Biography | Albert Cazabon was born in 1883,the son of French violinist Alphonse Cazaubon. He began playing the violin, aged four, under his fathers tuition and was regarded as a child prodigy giving his first recital, aged nine, at London's Queen's Hall. He received musical training at the Guildhall School of Music and later in Paris. He studied composition under Gustav Holst (composer of The Planets).
After touring the British Isles as a violin soloist, supplementing his earnings with orchestral playing, he turned his attention to conducting, working with the London Symphony and Bournemouth Symphony Orchestras, amongst others. He arranged music for the theatre and later for silent films, becoming Director of Music at the Everymans Theatre, Hampstead for some years.
In 1927 he went to Australia, spending nine years in Sydney as Director of Music at the Prince Edward Theatre, following a recommendation from Basil Cameron.
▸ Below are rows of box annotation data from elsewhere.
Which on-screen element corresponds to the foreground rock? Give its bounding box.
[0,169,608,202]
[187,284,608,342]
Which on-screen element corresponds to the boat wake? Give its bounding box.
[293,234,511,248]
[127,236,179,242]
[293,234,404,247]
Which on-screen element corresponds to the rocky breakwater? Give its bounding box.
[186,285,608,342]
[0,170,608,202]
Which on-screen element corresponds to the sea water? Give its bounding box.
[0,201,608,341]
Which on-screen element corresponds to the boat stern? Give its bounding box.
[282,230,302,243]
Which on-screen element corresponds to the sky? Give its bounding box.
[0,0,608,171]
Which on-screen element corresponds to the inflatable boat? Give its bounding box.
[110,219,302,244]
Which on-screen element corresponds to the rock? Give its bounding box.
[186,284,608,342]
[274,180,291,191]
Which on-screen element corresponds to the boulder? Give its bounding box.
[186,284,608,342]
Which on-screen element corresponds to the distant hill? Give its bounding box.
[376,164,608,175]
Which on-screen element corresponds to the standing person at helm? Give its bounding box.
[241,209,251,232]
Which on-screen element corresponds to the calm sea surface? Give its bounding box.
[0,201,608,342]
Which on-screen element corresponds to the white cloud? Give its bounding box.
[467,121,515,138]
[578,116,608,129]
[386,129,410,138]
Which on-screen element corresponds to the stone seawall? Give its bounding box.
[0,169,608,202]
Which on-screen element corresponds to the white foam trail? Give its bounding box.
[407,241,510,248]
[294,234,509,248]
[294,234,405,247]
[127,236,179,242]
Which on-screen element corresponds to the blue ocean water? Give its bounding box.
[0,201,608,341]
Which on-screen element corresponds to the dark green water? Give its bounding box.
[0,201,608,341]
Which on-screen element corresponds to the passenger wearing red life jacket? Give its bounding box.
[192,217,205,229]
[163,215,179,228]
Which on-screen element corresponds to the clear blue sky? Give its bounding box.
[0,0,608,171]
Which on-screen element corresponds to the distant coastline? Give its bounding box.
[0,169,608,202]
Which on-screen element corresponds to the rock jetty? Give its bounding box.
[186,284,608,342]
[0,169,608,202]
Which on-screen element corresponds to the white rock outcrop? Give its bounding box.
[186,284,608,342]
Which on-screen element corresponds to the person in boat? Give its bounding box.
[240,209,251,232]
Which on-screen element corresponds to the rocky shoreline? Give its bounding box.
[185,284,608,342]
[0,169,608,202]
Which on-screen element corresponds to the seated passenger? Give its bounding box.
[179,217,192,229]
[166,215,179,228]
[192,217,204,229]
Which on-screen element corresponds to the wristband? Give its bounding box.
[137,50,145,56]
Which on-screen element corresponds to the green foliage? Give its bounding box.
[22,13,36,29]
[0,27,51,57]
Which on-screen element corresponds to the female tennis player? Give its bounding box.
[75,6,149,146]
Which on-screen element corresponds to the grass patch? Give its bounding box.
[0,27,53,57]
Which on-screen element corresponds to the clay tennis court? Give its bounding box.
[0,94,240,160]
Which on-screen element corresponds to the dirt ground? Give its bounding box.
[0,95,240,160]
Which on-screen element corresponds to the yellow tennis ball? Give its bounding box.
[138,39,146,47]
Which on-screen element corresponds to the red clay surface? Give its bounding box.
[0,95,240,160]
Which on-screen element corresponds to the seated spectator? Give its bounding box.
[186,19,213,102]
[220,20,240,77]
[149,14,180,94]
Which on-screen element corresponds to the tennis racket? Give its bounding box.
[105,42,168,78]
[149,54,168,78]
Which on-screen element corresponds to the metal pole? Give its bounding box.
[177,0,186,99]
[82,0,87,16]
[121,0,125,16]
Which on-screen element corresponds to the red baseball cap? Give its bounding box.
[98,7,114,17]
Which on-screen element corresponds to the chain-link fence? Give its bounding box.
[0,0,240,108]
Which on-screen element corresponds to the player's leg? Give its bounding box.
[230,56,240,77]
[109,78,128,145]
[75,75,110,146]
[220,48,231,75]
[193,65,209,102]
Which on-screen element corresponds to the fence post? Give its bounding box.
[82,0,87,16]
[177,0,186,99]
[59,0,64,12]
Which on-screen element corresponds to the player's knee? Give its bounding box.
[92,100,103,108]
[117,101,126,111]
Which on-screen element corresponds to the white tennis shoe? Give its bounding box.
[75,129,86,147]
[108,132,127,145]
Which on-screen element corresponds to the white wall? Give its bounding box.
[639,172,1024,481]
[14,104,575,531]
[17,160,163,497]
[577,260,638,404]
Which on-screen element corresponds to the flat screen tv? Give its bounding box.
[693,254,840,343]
In 1930 he conducted the Hungarian March from Berlioz's 'Damnation of Faust' for Columbia the first recording of a symphony orchestra to be made in Australia. He made commercial recordings of his own compositions for violin and piano and wrote the 'Song of the Great Bridge' for the opening of the Sydney Harbour Bridge in 1932. He was awarded a Jubilee Medal by King George V in 1935 for services to music in Australia.
Returning to England in 1937, he broadcast with the Albert Cazabon Trio and later with his orchestra, making his first appearance in 'Music While You Work' in 1941. His orchestral compositions include 'The Jesters', 'Fjell Melody', and 'Giocoso'. He also produced many orchestral arrangements, theatre scores, violin solos, piano pieces and comic songs, broadcasting frequently until his retirement in the mid-fifties.